The challenge was inspired by the song DemLoot by award-winning journalist Hopewell Chin’ono, which denounces looting of public resources.
The song DemLoot has inspired a host of follow-up versions under the banner #DemLoot challenge and after a positive response of his short version, Mkhaya on Monday released a full version of the song he titled #Demloot Bayakapula, which features Victory Siyanqoba director, poet and activist Desire Moyo aka Moyoxide.
In an interview with NewsDay Life & Style, Mkhaya said he was not moved by the threats.
“I grew up in a household that was Zapu and my DNA is Zapu. I have had a few people coming to my inbox since the release of the short version of DemLoot trying to scare me not to do the full track, but I am not afraid of threats,” he said.

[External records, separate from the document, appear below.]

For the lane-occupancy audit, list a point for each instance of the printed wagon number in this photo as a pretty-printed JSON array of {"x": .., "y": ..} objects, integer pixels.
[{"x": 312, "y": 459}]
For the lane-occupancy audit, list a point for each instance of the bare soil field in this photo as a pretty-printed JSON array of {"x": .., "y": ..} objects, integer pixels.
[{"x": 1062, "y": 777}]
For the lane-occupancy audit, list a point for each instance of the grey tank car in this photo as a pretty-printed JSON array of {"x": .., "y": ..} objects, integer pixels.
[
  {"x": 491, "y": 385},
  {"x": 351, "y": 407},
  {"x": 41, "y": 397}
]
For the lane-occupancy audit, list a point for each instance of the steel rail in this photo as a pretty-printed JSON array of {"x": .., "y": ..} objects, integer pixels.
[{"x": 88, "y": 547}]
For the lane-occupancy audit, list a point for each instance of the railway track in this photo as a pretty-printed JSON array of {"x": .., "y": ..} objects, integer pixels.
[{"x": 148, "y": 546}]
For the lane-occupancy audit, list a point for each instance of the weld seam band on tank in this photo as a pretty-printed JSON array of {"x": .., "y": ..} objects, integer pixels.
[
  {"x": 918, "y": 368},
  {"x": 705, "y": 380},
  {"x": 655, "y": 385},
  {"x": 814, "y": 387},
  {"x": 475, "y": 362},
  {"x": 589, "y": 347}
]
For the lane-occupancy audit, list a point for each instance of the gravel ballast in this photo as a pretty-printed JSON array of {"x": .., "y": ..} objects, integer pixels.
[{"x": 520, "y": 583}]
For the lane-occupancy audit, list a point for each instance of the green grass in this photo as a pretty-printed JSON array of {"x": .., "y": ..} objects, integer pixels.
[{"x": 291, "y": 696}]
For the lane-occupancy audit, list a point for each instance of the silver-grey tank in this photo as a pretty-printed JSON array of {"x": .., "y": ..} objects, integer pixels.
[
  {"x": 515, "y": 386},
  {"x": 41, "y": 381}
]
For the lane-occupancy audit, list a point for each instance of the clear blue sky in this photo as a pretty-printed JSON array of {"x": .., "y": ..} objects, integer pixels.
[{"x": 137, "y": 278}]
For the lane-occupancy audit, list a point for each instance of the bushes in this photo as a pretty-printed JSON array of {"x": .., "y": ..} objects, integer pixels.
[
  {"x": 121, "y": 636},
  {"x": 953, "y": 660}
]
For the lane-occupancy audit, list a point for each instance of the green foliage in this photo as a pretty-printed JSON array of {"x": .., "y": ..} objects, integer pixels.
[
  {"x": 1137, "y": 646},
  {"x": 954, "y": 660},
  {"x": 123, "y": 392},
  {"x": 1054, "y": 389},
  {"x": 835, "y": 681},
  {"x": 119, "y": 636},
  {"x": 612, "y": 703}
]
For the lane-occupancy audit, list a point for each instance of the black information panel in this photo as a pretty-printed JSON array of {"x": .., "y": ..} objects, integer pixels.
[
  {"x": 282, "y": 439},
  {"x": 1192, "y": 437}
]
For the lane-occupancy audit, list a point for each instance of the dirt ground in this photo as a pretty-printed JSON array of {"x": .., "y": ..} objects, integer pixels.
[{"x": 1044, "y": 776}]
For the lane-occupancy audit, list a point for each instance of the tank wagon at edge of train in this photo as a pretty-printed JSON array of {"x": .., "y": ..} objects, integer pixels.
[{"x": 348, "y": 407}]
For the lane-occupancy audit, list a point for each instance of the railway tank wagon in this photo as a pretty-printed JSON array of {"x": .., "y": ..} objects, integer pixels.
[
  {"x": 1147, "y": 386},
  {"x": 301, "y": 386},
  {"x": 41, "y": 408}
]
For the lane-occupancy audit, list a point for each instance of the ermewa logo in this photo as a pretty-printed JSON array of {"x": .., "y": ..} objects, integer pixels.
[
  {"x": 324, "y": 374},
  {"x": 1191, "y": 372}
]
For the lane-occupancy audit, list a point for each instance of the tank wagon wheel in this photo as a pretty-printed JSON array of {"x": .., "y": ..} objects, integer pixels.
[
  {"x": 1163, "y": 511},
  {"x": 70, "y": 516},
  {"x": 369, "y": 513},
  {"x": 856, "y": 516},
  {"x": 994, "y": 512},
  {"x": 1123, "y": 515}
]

“I personally want to see corruption end in Zimbabwe and in other countries around the world. This song is not only for Zimbabwe, but it is for all countries that are still corrupt in one way or the other.”
Mkhaya said he featured Moyoxide on the song because of his creativity and boldness to speak about “an epitome of undiluted Satanism”.
“I featured Moyoxide because I am a fan of his poems that speak truth to power. Katshay’inja efihl’umphini (He calls a spade a spade). When I started production on the song, I knew that I wanted to feature a poet and Moyoxide was the first poet I called and he did not hesitate,” he said.
“The video is a co-production by a few people, I don’t think they will like to be named. My parts were recorded at my home studio using an iPhone. I hope this song will inspire other musicians or artists to speak up and not be afraid to say what they want to say.”
Mkhaya said he gave the song two titles because there were many songs titled #DemLoot and there were still more to come.
“I wanted our title to talk to those who have no idea what the DemLoot movement is, hence the Bayakapula addition. Some people are calling it the new national anthem on YouTube and I am honoured that they see it that way,” he said.